There’s really not much question we are in a giant bubble that’s broadly been fueled by AI hype. The only serious question is how do we get out of it.
In a controlled scenario the AI sector gets a severe correction with many AI-focused companies wiped out but broader damage more limited. In an uncontrolled scenario the AI bubble bursts and takes the whole economy with it.
The likelihood of a scenario where suddenly the economics of AI suddenly start to make sense and enough $ flows in to make the present valuations defensible seems around 5% now and rapidly falling towards zero.
I hope the general market will not drop by more than 25%-35%, while most AI companies will be wiped out.
I also expect Facebook, Microsoft, Google, to survive, and buy the good pieces that remains after the bubble popped. They each have income from other areas so are well position to survive the AI bubble.
Pure AI plays are the ones who will be annihilated. The best of the pure AI plays will be acquired by the old guard.
Bull markets are born out of skepticism. Everyone is fearful that there's a giant bubble so all eyes are on the fundamentals. When euphoria sets in, i.e. neighbors and co-workers start telling you how easy it is to make money on stocks, that's when you know you're at the top. We're not at the top and have seen multiple corrections/bear markets over the past 5-6 years.
Berkshire themselves have made investments into Google this year, a company at the center of this supposed "bubble"... make of it what you will but I think the market is setup to do pretty well in the near future.
A controlled scenario also looks very unlikely, right? I think some people with influence believe (rightly or wrongly) they can get even more power from an uncontrolled scenario.
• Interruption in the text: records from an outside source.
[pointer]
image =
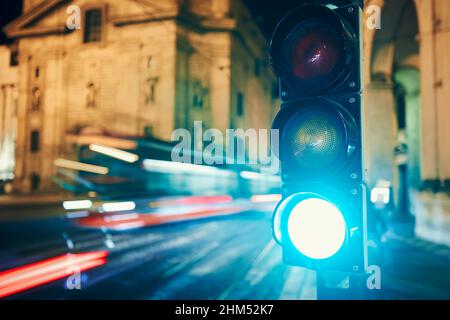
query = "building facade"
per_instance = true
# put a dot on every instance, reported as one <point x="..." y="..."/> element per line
<point x="8" y="111"/>
<point x="407" y="92"/>
<point x="132" y="68"/>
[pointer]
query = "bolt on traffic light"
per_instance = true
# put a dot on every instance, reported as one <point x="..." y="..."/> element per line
<point x="321" y="221"/>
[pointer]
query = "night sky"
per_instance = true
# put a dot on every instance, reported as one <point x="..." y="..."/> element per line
<point x="267" y="12"/>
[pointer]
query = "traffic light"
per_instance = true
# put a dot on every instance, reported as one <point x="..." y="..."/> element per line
<point x="321" y="221"/>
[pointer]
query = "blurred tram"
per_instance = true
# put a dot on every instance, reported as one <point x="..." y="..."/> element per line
<point x="149" y="171"/>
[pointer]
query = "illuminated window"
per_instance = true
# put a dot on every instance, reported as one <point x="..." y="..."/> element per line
<point x="93" y="25"/>
<point x="35" y="141"/>
<point x="240" y="104"/>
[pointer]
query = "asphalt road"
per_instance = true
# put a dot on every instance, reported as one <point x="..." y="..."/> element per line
<point x="230" y="256"/>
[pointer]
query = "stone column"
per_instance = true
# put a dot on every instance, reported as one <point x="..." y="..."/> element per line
<point x="380" y="132"/>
> There’s really not much question we are in a giant bubble
IIUC, some indicators correlated with previous bubbles are lighting up now, which is being interpreted as evidence that AI is likewise a bubble. But what about indicators of previous non-bubbles? How did it look when textile mills were first industrialised, or kerosene replaced whale oil for lighting, or the electric grid became widespread, etc. -- real advances that materially increased productivity in a lasting way? If these same indicators lit up in those cases too, how can we distinguish bubble from genuine advance?
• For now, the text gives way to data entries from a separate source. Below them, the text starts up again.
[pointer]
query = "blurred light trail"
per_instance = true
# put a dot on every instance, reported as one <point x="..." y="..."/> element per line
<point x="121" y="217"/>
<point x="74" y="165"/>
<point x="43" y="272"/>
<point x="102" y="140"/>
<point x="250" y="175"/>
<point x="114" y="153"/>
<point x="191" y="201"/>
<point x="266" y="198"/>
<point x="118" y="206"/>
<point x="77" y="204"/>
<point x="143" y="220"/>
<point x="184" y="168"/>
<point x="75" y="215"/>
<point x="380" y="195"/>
> In an uncontrolled scenario the AI bubble bursts and takes the whole economy with it.
How is the whole economy exposed to AI? Will Anthropic or SpaceX cratering threaten the entire financial system? NVDA will certainly correct, which is probably the biggest risk to the market, but then what? All the FCF being spent by Google, Amazon, MS, Meta, etc... will suddenly start flowing to dividends and stock buybacks again. It's not like their core business is selling AI. Apple will be able to get cheap RAM/chips again while also keeping their recently increased prices.
I could see an argument that the economy is currently being propped up by the hope of AI productivity gains, but that seems spurious.
EDIT
A comment above mentioned oil, and thus the inflation coming with prolonged high prices. That's way more of a concern than anything happening in AI.